Der Merkur wandert am Montag, 11. 11. 2019 als kleines schwarzes Scheibchen vor der Sonne vorbei / Foto: NASA

Das Planetarium Wolfsburg bietet Veranstaltungen und öffentliche Beobachtung an 
Wolfsburg (WB/Planetarium Wolfsburg) - Am Montag, dem 11. November, können wir uns auf ein seltenes Himmelsereignis freuen, das - gutes Wetter vorausgesetzt – auch in Wolfsburg sehr gut zu sehen ist: Der innerste und kleinste Planet unseres Sonnensystems, Merkur, wandert als kleines schwarzes Scheibchen vor der Sonne vorbei. Das Planetarium Wolfsburg lädt in Kooperation mit der Arbeitsgemeinschaft Astronomie ab 13 Uhr zur Beobachtung dieses seltenen Himmelsschauspiels, auch "Merkurtransit" genannt, ein.
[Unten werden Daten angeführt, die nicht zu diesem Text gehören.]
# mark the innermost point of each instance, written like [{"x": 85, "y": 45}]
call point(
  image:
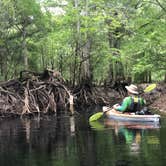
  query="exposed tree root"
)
[{"x": 34, "y": 93}]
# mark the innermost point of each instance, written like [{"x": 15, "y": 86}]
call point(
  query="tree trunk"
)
[{"x": 24, "y": 48}]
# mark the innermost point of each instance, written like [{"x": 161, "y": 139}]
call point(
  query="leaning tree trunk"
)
[{"x": 24, "y": 48}]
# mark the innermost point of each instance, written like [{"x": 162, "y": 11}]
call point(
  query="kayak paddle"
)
[{"x": 98, "y": 115}]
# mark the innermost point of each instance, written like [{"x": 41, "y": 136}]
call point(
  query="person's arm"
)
[{"x": 123, "y": 106}]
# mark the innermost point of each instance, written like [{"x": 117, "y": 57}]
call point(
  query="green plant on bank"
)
[{"x": 92, "y": 40}]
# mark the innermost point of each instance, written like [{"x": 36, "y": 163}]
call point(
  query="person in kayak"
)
[{"x": 132, "y": 103}]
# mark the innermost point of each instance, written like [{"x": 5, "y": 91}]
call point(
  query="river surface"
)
[{"x": 67, "y": 140}]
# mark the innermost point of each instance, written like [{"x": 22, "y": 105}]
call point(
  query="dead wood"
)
[{"x": 34, "y": 93}]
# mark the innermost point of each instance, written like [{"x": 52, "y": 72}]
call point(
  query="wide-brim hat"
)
[{"x": 132, "y": 89}]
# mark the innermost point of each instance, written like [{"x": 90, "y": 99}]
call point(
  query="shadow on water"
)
[{"x": 71, "y": 140}]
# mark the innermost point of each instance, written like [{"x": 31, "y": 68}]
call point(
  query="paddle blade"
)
[
  {"x": 96, "y": 116},
  {"x": 150, "y": 88}
]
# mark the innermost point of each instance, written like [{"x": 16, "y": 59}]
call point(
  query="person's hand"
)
[{"x": 115, "y": 106}]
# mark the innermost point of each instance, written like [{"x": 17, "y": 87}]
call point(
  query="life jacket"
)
[{"x": 136, "y": 104}]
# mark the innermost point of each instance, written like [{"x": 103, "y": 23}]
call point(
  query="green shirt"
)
[{"x": 127, "y": 102}]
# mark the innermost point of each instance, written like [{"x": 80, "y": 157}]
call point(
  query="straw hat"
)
[{"x": 132, "y": 89}]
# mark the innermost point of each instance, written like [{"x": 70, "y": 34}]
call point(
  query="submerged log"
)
[{"x": 34, "y": 93}]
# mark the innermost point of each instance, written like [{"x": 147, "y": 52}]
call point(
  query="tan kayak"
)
[{"x": 116, "y": 115}]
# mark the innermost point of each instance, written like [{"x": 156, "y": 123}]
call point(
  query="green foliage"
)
[{"x": 130, "y": 34}]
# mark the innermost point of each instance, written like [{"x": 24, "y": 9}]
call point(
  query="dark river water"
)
[{"x": 67, "y": 140}]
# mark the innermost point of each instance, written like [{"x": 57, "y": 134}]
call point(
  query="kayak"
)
[
  {"x": 116, "y": 115},
  {"x": 131, "y": 124}
]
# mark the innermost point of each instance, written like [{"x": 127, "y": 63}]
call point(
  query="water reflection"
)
[
  {"x": 70, "y": 140},
  {"x": 129, "y": 133}
]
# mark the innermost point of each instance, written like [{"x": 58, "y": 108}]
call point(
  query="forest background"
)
[{"x": 99, "y": 41}]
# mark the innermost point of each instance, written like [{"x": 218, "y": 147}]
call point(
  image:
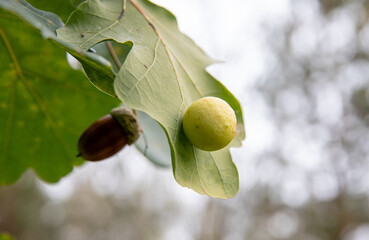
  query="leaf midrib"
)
[{"x": 41, "y": 105}]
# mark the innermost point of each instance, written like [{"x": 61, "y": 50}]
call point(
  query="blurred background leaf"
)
[
  {"x": 43, "y": 109},
  {"x": 161, "y": 76}
]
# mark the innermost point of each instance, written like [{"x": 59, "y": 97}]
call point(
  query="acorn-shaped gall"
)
[{"x": 109, "y": 135}]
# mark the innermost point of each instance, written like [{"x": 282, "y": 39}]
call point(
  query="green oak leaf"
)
[
  {"x": 162, "y": 75},
  {"x": 44, "y": 104}
]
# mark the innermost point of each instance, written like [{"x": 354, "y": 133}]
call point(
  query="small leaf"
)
[{"x": 162, "y": 75}]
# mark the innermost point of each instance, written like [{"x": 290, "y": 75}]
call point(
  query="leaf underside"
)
[{"x": 162, "y": 75}]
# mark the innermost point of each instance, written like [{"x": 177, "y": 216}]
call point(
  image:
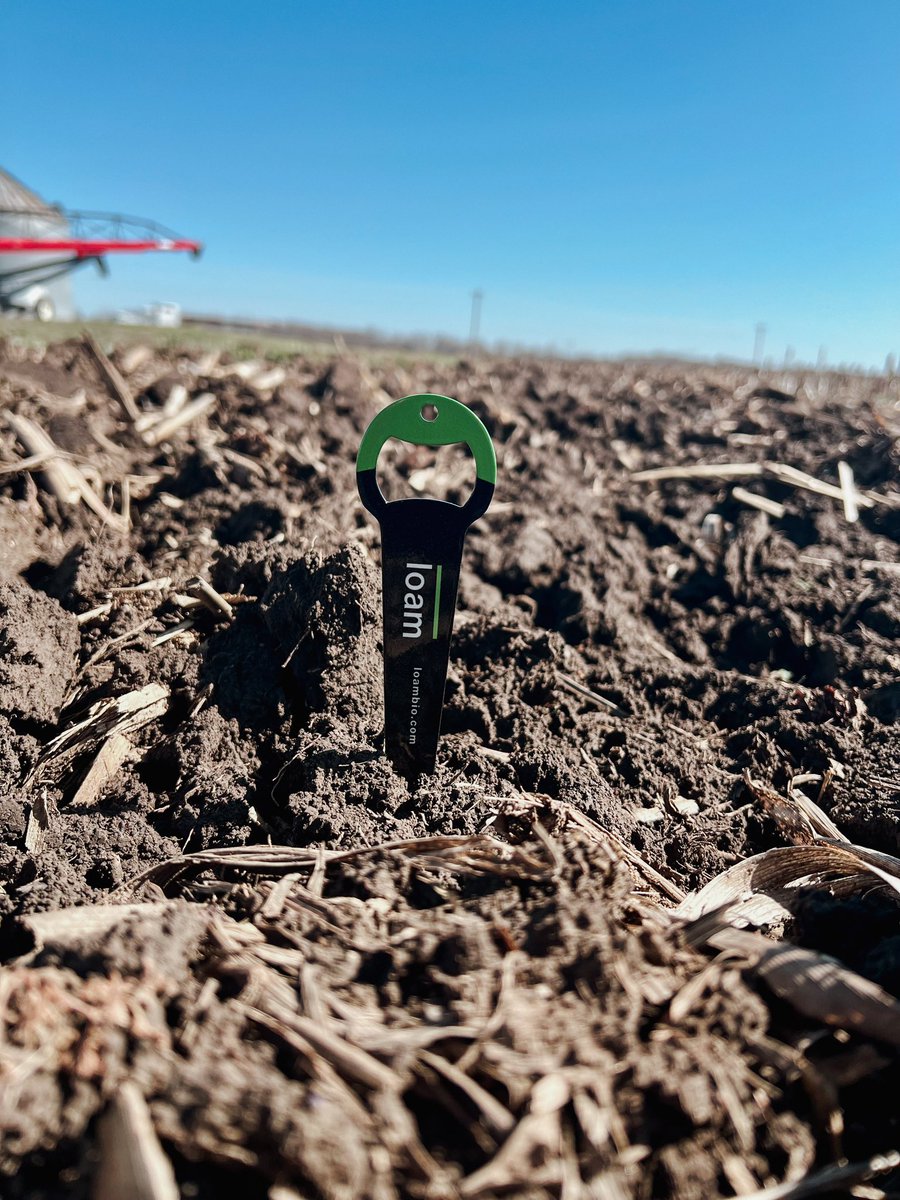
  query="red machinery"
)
[
  {"x": 41, "y": 243},
  {"x": 94, "y": 234}
]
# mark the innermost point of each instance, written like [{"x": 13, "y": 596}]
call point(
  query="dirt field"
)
[{"x": 677, "y": 648}]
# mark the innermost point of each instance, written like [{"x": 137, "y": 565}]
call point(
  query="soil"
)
[{"x": 507, "y": 1007}]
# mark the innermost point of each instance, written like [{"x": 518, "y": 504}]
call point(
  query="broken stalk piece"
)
[{"x": 421, "y": 555}]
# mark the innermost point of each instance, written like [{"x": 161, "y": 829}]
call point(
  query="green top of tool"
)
[{"x": 454, "y": 423}]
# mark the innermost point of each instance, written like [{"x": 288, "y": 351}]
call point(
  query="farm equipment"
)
[{"x": 41, "y": 244}]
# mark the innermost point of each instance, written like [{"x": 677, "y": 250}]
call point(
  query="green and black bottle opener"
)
[{"x": 421, "y": 555}]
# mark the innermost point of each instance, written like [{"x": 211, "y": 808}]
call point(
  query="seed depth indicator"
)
[{"x": 421, "y": 553}]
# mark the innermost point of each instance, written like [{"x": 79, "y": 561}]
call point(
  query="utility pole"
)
[
  {"x": 478, "y": 295},
  {"x": 759, "y": 342}
]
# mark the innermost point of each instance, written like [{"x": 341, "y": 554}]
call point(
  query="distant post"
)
[
  {"x": 759, "y": 342},
  {"x": 475, "y": 318}
]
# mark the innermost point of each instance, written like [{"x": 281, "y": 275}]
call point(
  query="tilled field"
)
[{"x": 243, "y": 957}]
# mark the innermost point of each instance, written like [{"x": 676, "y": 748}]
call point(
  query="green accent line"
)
[
  {"x": 454, "y": 423},
  {"x": 437, "y": 603}
]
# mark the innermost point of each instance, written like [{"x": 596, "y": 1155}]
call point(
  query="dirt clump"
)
[{"x": 673, "y": 653}]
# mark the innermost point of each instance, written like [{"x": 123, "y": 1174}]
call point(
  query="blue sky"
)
[{"x": 616, "y": 175}]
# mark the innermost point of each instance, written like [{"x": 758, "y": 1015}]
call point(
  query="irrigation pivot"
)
[{"x": 421, "y": 555}]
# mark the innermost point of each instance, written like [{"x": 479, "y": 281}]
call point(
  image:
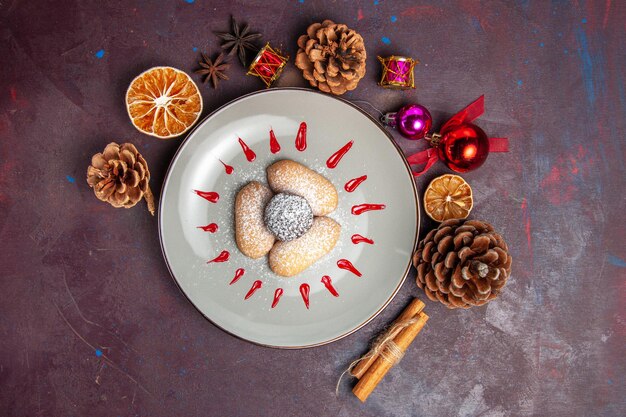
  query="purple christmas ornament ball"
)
[{"x": 413, "y": 121}]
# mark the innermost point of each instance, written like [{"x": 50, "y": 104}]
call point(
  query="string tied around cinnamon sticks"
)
[{"x": 386, "y": 351}]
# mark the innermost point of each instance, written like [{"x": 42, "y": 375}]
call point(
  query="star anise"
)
[
  {"x": 239, "y": 40},
  {"x": 213, "y": 70}
]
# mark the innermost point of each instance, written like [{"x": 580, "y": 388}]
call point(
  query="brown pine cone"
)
[
  {"x": 462, "y": 263},
  {"x": 119, "y": 175},
  {"x": 331, "y": 57}
]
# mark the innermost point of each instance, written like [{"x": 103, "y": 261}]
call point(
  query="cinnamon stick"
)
[
  {"x": 381, "y": 366},
  {"x": 412, "y": 310}
]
In Sonderveranstaltungen an diesem Tag wird zudem genau und verständlich erklärt, was geschieht und wie die gefahrlose gemeinsame Betrachtung des Ereignisses möglich ist.
Der Merkurtransit beginnt um 13:35 Uhr. Bis 19:04 Uhr wandert der Merkur dann vor der Sonne entlang. Da die Sonne in Wolfsburg an diesem Tag schon um 16:31 Uhr untergeht, bleiben bei gutem Wetter etwa zweieinhalb bis drei Stunden für die Beobachtung des Schauspiels. Die Mitte des Transits wird um 16:19 Uhr MESZ erreicht. Dann steht der Merkur fast im Zentrum der Sonnenscheibe.
Der Merkur kreist in nur 88 Tagen einmal um die Sonne. Da die Erde sich ebenfalls um die Sonne bewegt, überholt der schnellere Merkur unseren Planeten alle 116 Tage auf der Innenbahn. Dann steht der Merkur also zwischen Erde und Sonne. Trotzdem kommt es meist nicht zu einem Transit. Der Merkur wandert fast immer nördlich oder südlich an der Sonne vorbei, denn seine Bahn ist gegen die Erdbahn um 7° geneigt.
Im 21. Jahrhundert stimmt die Geometrie für einen Transit insgesamt nur 14 mal. Natürlich muss die Sonne bei uns auch über dem Horizont stehen, es muss also bei uns Tag sein, damit man den Transit sehen kann. Der letzte Durchgang fand am 9. Mai 2016 statt. Die nächste Chance haben wir erst wieder am 13. November 2032 - ein wirklich seltenes Ereignis!.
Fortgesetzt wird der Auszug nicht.